6 months old infant with Hb of 6 gm% has anaemic features with peripheral blood showing target cells. Family history of similar complaints is (Positive). Diagnosis can be best done with which of the following –
First, I need to recall the core concept. The key here is the combination of microcytic anemia, target cells, and family history. These are classic signs of thalassemia. Thalassemia is a genetic disorder affecting hemoglobin synthesis, leading to anemia. Target cells are also seen in other conditions like iron deficiency or liver disease, but with a family history, thalassemia is more likely.

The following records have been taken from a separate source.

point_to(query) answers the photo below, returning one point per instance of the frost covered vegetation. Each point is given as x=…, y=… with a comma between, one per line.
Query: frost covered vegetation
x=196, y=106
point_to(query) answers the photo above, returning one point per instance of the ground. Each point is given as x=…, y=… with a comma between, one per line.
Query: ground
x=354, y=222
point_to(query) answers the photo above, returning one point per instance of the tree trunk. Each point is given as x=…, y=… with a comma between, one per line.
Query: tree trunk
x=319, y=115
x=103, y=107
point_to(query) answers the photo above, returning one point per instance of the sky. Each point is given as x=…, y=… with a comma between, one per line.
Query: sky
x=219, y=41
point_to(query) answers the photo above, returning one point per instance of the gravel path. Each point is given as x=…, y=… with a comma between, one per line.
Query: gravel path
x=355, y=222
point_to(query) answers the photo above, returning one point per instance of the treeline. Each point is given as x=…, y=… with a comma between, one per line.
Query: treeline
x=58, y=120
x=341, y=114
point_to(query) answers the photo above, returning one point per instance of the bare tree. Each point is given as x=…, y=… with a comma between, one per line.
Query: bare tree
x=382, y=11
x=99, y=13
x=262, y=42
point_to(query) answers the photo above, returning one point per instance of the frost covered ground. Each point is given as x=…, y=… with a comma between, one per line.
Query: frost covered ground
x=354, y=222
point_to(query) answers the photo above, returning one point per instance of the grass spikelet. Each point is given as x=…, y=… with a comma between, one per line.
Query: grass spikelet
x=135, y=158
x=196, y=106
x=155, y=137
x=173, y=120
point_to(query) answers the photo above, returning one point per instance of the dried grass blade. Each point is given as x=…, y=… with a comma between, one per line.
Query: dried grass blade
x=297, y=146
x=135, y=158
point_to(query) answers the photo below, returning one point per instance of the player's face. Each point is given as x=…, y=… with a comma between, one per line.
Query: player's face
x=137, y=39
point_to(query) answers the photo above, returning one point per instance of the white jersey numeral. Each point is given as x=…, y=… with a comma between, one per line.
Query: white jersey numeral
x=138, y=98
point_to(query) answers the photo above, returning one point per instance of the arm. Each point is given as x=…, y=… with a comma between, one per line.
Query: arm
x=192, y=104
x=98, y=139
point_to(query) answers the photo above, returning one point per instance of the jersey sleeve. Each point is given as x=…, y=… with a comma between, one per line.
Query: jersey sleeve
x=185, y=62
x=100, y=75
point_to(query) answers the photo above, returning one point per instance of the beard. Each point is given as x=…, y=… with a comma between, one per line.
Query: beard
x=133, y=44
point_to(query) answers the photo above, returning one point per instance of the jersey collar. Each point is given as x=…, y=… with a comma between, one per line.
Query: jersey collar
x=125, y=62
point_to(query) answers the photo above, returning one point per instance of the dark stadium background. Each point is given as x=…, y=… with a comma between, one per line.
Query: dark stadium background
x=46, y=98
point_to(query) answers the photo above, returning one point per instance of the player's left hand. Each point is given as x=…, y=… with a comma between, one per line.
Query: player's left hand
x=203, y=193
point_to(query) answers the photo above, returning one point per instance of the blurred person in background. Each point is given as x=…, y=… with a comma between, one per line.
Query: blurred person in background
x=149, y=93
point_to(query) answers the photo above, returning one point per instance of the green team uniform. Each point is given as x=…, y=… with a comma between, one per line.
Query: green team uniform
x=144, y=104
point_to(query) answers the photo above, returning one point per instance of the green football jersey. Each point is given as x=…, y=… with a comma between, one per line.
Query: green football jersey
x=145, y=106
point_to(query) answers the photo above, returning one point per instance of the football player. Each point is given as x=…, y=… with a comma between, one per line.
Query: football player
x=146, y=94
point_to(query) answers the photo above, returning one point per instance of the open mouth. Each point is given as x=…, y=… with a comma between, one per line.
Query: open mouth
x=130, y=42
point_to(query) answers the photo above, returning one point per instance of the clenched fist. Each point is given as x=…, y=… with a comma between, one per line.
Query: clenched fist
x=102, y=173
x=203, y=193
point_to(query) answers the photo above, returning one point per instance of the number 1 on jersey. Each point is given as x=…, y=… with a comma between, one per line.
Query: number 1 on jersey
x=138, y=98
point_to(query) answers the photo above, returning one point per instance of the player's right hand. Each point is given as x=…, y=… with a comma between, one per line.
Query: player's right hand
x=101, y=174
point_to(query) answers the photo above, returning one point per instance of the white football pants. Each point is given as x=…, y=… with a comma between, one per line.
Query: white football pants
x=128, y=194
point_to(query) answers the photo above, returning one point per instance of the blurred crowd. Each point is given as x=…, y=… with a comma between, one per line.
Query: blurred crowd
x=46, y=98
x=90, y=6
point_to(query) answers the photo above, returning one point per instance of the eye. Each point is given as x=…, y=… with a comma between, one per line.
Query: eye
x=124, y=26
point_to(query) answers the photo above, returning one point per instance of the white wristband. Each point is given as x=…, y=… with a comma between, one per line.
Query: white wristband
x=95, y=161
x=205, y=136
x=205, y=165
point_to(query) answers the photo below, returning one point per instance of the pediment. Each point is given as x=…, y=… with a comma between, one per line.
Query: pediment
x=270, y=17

The correct answer would be a test that confirms thalassemia. Common diagnostic tests include hemoglobin electrophoresis, which shows abnormal hemoglobin variants. Another option might be genetic testing, but hemoglobin electrophoresis is typically the first step. So if one of the options is hemoglobin electrophoresis, that's the correct answer.
Now, the incorrect options. Let's assume the options are other tests. For example, peripheral blood smear (if listed) would show the target cells but not confirm the diagnosis. Iron studies might be done to rule out iron deficiency anemia, but that's not the case here. Reticulocyte count could be low in thalassemia. Bone marrow biopsy is more invasive and not the first test for this.
The clinical pearl is to remember that target cells with a family history point to thalassemia, and hemoglobin electrophoresis is the key test. Also, thalassemia minor is usually asymptomatic, so the presence of severe anemia suggests a more severe form like beta-thalassemia major.
Putting it all together, the correct answer is hemoglobin electrophoresis. The explanation should highlight the pathophysiology, why other tests are not sufficient, and the importance of family history in diagnosing inherited conditions.
**Core Concept**
This scenario tests knowledge of inherited hemoglobinopathies, specifically *beta-thalassemia*, characterized by microcytic anemia, target cells, and a positive family history. The key diagnostic tool is **hemoglobin electrophoresis** to identify abnormal hemoglobin variants.
**Why the Correct Answer is Right**
Beta-thalassemia results from mutations in the beta-globin gene, leading to reduced or absent beta-globin synthesis. This causes ineffective erythropoiesis and hemolysis. Hemoglobin electrophoresis reveals elevated HbAβ and HbF (in beta-thalassemia major) or normal HbAβ (in beta-thalassemia minor). The presence of target cells (due to membrane instability in hypochromic RBCs) and family history further support this diagnosis.
**Why Each Wrong Option is Incorrect**
**Option A:** *Iron studies* are incorrect because iron deficiency anemia lacks target cells and family history, and serum ferritin would be low, not normal.
**Option B:** *Peripheral blood smear* shows target cells but does not confirm the diagnosis; it is part of the initial workup, not definitive.